Побочной линией на фабрике (или, может, ее особым отделением) является производство сопутствующих аксессуаров – разнообразных брошей, кинжалов, пряжек, короче, всех тех колоритных мелочей, которые неимоверно повышают стоимость традиционного костюма шотландского горца. Здесь сидят люди, которые монтируют дымчато-желтые камни (долженствующие изображать топазы) в фибулы и рукоятки знаменитых ножей «скин ду». Еще одна развенчанная иллюзия!

– А откуда берутся эти камни? – поинтересовался я.

– Которые натуральные – те наши, шотландские; а подделки из Австрии.

Один из мастеров корпел над «скин ду», который выглядел так, будто побывал во многих боевых схватках. Кожаные ножны были изодраны в клочья, лезвие – мало того что зазубрено, так еще и перепачкано чем-то, подозрительно смахивающим на кровь.

– Что это такое с ножом? – не удержался я от вопроса.

– Да вот, требуется ремонт. Его доставили из Америки.

– Но это едва ли объясняет его внешний вид.

– Видите ли, он принадлежал странствующему торговцу. Парень расхаживал в костюме горца, а его товарищ – чтобы привлечь покупателей – наяривал на волынке…

Я был заинтригован. Даже покидая фабрику, все продолжал размышлять над судьбой этого «скин ду» и его хозяина. Вполне возможно, что на ноже следы крови какого-нибудь твердолобого фермера с американского Среднего Запада!

7

Я отправился в контору судостроительных верфей на Клайде, где у меня была назначена встреча с другом. Он задерживался, и меня попросили подождать в приемном зале. Это была солидная – чтоб не сказать величественная – комната, отделанная полированными панелями из красного дерева. В ее стенах посетитель чувствовал себя спокойно и надежно, на время забывая о том хаосе, который царит в окружающем мире. Здесь по-прежнему витал дух богатства и процветания – как в эдвардианскую эпоху, – когда джентльмен в шелковом цилиндре мог запросто заглянуть в контору и тут же, на месте зафрахтовать пару прогулочных лайнеров. Во всяком случае, именно так мне представлялось. Помещение заинтересовало меня и как осколок давно исчезнувшего мира. Если уж говорить о чувстве защищенности, то трудно представить себе другое такое место, как этот приемный зал в судостроительной компании Клайда. Даже клубы на Пэлл-Мэлл (с которыми данная комната имела явное сходство) со временем потихоньку меняются. Здесь же, на берегах Клайда – ныне оказавшихся за бортом событий – сохранялась видимость былого оживления, успеха и благополучия.

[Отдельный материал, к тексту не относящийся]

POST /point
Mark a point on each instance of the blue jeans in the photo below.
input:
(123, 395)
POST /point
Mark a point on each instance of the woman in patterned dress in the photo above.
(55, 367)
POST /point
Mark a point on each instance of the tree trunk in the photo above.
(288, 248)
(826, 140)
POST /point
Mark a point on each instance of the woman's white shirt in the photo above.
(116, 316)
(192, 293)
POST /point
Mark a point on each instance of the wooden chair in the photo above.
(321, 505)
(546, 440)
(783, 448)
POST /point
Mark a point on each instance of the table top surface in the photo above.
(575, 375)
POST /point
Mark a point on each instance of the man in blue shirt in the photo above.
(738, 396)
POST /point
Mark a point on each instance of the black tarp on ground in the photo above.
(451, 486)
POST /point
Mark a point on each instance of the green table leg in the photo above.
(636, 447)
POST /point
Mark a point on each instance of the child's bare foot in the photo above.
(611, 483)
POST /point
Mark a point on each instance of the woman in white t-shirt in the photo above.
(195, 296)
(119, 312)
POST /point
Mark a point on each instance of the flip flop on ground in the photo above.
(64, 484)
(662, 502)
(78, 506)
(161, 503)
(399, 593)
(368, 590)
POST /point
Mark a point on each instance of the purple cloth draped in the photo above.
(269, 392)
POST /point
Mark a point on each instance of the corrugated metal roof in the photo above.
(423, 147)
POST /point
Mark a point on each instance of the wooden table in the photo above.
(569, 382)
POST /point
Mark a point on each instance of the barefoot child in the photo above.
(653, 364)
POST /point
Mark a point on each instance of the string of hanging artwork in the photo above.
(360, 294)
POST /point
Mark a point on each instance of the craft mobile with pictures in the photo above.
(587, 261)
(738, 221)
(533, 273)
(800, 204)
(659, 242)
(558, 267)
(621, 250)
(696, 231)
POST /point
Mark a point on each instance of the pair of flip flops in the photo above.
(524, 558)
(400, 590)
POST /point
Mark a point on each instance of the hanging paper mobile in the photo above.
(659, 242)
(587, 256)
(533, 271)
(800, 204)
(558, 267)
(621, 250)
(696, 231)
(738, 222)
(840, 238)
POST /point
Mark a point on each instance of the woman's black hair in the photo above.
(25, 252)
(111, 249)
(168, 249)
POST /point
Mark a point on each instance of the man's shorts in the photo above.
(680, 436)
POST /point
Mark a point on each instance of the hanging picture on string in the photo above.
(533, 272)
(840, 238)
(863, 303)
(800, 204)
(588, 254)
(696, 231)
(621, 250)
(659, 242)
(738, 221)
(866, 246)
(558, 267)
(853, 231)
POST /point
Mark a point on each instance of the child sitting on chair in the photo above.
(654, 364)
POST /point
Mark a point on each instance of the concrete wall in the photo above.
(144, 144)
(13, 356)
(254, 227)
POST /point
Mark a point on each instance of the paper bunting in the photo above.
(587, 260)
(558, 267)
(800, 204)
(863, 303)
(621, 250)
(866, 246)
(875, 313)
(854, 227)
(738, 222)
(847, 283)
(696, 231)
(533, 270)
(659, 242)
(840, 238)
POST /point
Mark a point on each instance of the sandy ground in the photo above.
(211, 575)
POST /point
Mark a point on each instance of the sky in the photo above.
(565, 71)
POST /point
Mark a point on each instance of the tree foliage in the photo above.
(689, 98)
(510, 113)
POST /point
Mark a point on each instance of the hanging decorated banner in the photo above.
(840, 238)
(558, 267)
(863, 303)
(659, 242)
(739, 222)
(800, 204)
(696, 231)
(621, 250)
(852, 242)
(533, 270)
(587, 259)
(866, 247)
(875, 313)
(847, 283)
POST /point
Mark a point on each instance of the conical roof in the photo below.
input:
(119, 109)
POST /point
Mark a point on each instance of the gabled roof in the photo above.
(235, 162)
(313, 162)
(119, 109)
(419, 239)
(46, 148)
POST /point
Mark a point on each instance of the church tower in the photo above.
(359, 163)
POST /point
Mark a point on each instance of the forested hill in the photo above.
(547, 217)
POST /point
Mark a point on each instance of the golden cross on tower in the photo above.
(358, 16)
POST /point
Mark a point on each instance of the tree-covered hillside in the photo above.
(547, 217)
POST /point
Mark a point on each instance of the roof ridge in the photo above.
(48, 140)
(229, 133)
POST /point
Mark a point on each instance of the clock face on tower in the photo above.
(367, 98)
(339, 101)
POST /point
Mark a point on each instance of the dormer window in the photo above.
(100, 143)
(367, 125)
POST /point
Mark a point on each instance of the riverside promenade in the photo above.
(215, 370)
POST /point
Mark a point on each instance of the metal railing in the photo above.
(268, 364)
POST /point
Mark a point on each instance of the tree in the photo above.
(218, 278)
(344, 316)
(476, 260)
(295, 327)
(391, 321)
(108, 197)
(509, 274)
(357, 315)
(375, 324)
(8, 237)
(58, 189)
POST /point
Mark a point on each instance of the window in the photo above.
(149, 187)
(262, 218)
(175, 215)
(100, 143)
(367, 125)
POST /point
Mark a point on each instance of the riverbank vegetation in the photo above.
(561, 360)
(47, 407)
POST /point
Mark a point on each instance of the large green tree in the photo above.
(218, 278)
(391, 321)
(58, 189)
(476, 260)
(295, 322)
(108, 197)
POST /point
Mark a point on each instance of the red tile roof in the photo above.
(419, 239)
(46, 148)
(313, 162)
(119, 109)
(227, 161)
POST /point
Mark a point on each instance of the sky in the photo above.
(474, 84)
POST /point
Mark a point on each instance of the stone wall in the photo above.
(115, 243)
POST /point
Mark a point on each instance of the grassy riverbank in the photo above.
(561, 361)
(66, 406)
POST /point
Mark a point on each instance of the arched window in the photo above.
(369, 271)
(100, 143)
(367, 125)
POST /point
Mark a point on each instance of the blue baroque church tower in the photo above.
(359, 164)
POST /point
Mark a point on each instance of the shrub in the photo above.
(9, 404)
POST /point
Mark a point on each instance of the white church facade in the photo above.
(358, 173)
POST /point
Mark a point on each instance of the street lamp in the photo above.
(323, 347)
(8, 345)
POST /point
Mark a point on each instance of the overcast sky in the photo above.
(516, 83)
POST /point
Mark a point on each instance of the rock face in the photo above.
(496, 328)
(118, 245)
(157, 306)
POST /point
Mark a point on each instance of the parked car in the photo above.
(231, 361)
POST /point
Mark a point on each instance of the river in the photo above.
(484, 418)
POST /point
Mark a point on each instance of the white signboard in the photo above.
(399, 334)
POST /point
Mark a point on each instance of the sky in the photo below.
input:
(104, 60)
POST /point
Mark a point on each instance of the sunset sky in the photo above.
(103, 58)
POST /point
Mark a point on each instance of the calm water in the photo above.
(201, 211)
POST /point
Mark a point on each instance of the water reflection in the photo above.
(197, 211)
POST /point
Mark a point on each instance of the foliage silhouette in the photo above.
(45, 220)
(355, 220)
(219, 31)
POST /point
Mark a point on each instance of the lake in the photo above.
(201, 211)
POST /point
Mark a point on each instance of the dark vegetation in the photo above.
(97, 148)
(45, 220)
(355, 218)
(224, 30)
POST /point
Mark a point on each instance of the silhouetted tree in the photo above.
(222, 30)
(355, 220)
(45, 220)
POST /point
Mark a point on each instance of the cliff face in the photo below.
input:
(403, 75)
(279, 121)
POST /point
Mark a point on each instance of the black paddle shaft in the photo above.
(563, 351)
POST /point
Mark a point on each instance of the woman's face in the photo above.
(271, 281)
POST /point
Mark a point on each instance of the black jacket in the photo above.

Одну из стен комнаты занимали высокие застекленные шкафы, в которых хранились шестифутовые модели лайнеров и военных кораблей. Подразумевалось (и вся атмосфера приемной залы к тому располагала), что посетитель непременно ознакомится с выставленными экспонатами, выразит свое восхищение и вообще будет вести себя так, будто для него заказать пару-тройку лайнеров – обычное дело. Наверняка именно так и происходило в старые добрые времена.

В центре залы располагался огромный полированный стол с массивными мягкими стульями вокруг. На блестящей столешнице красовались старинные чернильницы объемом по полпинты каждая. Одного взгляда на эти монументальные канцелярские приспособления достаточно, чтобы представить себе респектабельных джентльменов – иностранных эмиссаров, подписывающих миллионные чеки.

Ах, какая же это была блестящая и значительная эпоха – годы, предшествующие Первой мировой войне! И эта зала для приема высоких гостей – чиновников адмиралтейства и директоров судоходных компаний – в полной мере отражала величие того периода, когда Британия владычествовала на морях и во всем мире. На мой взгляд, эту комнату следовало бы превратить в музей, дабы сохранить для истории и эти великолепные модели кораблей, и этот стол с величественными стульями, и все остальное. Вокруг стола можно было бы рассадить восковые манекены во фраках и шелковых цилиндрах. Придать им естественные позы – будто люди ведут деловые переговоры – и выставить на всеобщее обозрение, чтобы наши обедневшие потомки могли воочию увидеть, как все выглядело в те далекие дни.

На стенах залы висели обрамленные в рамки фотографии знаменитых кораблей, построенных на здешних верфях. Некогда они бороздили необъятные морские просторы и наводили ужас на многочисленных врагов и соперников Британской империи. Интересно, подумалось мне, а кто придумывал имена для наших эсминцев? Не иначе, как в недрах адмиралтейства затесался некий безвестный поэт – уж слишком правильными и уместными казались названия судов, почти как клички любимых охотничьих псов. «Спиндрифт», «Сардоникс», «Морнинг Стар», «Парагон», «Юнити», «Свифт», «Мисчиф», «Майндфул»… Удивительные, безупречные имена.

Двери распахнулись, и в комнату вошел мой приятель.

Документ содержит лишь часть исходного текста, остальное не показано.